Hakim qui a bénéficié d'un cybercafé prend le relais. «À un moment on a focalisé les projets sur ce segment d'activité. Très vite on s'est retrouvé nombreux à faire la même chose. Beaucoup ont fini par mettre la clé sous le paillasson par manque de clients, détérioration du matériel qui, vite s'est avéré dépassé. N'ayant pas les moyens de le renouveler, l'activité est devenue cauchemardesque.»
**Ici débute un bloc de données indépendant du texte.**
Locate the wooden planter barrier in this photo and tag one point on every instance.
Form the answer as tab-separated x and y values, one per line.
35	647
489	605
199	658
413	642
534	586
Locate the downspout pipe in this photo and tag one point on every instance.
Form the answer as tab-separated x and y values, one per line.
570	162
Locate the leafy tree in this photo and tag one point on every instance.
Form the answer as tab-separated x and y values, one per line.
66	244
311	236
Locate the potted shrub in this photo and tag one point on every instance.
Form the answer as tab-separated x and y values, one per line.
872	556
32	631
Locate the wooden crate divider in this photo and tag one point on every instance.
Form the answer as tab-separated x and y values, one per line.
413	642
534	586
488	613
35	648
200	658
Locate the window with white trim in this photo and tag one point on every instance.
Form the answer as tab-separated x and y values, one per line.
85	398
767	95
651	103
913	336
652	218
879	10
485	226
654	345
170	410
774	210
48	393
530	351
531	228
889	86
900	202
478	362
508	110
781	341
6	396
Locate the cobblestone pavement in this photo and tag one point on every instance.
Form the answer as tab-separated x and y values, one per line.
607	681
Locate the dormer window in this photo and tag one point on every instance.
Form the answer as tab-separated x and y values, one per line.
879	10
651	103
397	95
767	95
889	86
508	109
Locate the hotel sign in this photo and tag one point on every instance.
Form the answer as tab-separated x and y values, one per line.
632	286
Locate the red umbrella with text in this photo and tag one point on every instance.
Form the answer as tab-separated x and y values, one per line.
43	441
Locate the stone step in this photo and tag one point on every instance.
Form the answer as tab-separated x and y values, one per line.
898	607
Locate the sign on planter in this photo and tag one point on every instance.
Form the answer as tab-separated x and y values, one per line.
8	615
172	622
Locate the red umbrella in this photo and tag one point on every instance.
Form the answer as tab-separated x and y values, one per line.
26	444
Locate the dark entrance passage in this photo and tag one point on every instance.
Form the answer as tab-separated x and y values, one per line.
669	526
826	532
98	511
Du côté de l'administration, les arguments de nos interviewés sont en partie vérifiés, mais l'Etat aurait pris des mesures pour éviter les erreurs du passé. Le relèvement des montants de prêts, la mise en place des organismes d'assurance, la disponibilité à recevoir tout plaignant pour l'aider dans ses démarches, l'organisation de sessions de formation au profit des porteurs de projets; la création de sites Internet ouverts au grand public... sont des décisions en application et des ajustements instaurés pour contrecarrer le spectre de la faillite. En attendant les décrets exécutifs, ils sont plus de 7000 jeunes à avoir bénéficié du soutien de l'Ansej, la Cnac, l'Angem...ils sont autant à se débattre dans des situations critiques face à des organismes financiers qui n'hésitent pas à les acculer, au point, où deux jeunes de la région de M'Chedallah, se sont suicidés. Le caractère agricole de la wilaya et la diversité des créneaux du secteur ont vu un réel intéressement pour l'apiculture, l'arboriculture, la production de lait, l'oléiculture...même si là aussi les conditions d'éligibilité sont draconiennes, notamment pour l'obligation de disposer d'un acte de propriété, beaucoup espèrent pouvoir accéder à la concession et s'investir dans l'agriculture.